Francesco Cariaggi will discuss his latest research, in which he tested different combinations of adapters, LLMs (Mistral and Llama), and SFMs (Whisper and SeamlessM4T) in speech recognition and speech translation tasks.
The study shows that the choice of SFM makes the most significant difference, while the adapter has a moderate impact that depends on the SFM and LLM used.
This talk is based on the paper: How to Connect Speech Foundation Models and Large Language Models? What Matters and What Does Not, written by Francesco Verdini, Pierfrancesco Melucci, Stefano Perna, Francesco Cariaggi, Marco Gaido, Sara Papi, Szymon Mazurek, Marek Kasztelnik, Luisa Bentivogli, Sébastien Bratières, Paolo Merialdo, Simone Scardapane, 2024-2025.
Deep Learning Scientist
Francesco Cariaggi has been a Deep Learning Scientist at Pi School since 2021. After attending the School of AI in 2020, he started his journey as an AI Coach at Pi School. He specialises in speech AI, working at the intersection of language and technology.
He is actively contributing to Meetween, an EU-funded project developing AI-based solutions for the next generation of video conferencing platforms. The project aims to enable smooth, barrier-free collaboration across languages, geographies, and time zones.
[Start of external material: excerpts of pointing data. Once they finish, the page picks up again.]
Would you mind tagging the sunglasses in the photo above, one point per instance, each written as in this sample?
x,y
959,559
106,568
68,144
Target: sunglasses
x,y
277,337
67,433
Meetween began in January 2024 and will continue until the end of 2027, having received €7.1 million in funding from the European Commission’s Horizon Europe Framework Programme. The consortium comprises eight organisations from Europe and Turkey, including Translated (the coordinator), Fondazione Bruno Kessler, Karlsruhe Institute of Technology, ITUNOVA, TAUS, Zoom Video Communications Germany, Pi School, and Cyfronet.
The project is developing foundational AI technologies that integrate speech, text and video for video conferencing and adapt to users’ contexts and cultural specificities. Meetween’s roadmap includes releasing three generations of a large, multimodal AI foundation model for speech (SpeechLMM), as well as a large audiovisual speech dataset. Both will be openly available for research and commercial use.
Meetween’s mission is to support real-time speech-to-speech translation, face dubbing, summarisation and virtual assistant services, all the while promoting a European vision for AI that is safe, privacy-aware and grounded in ethics.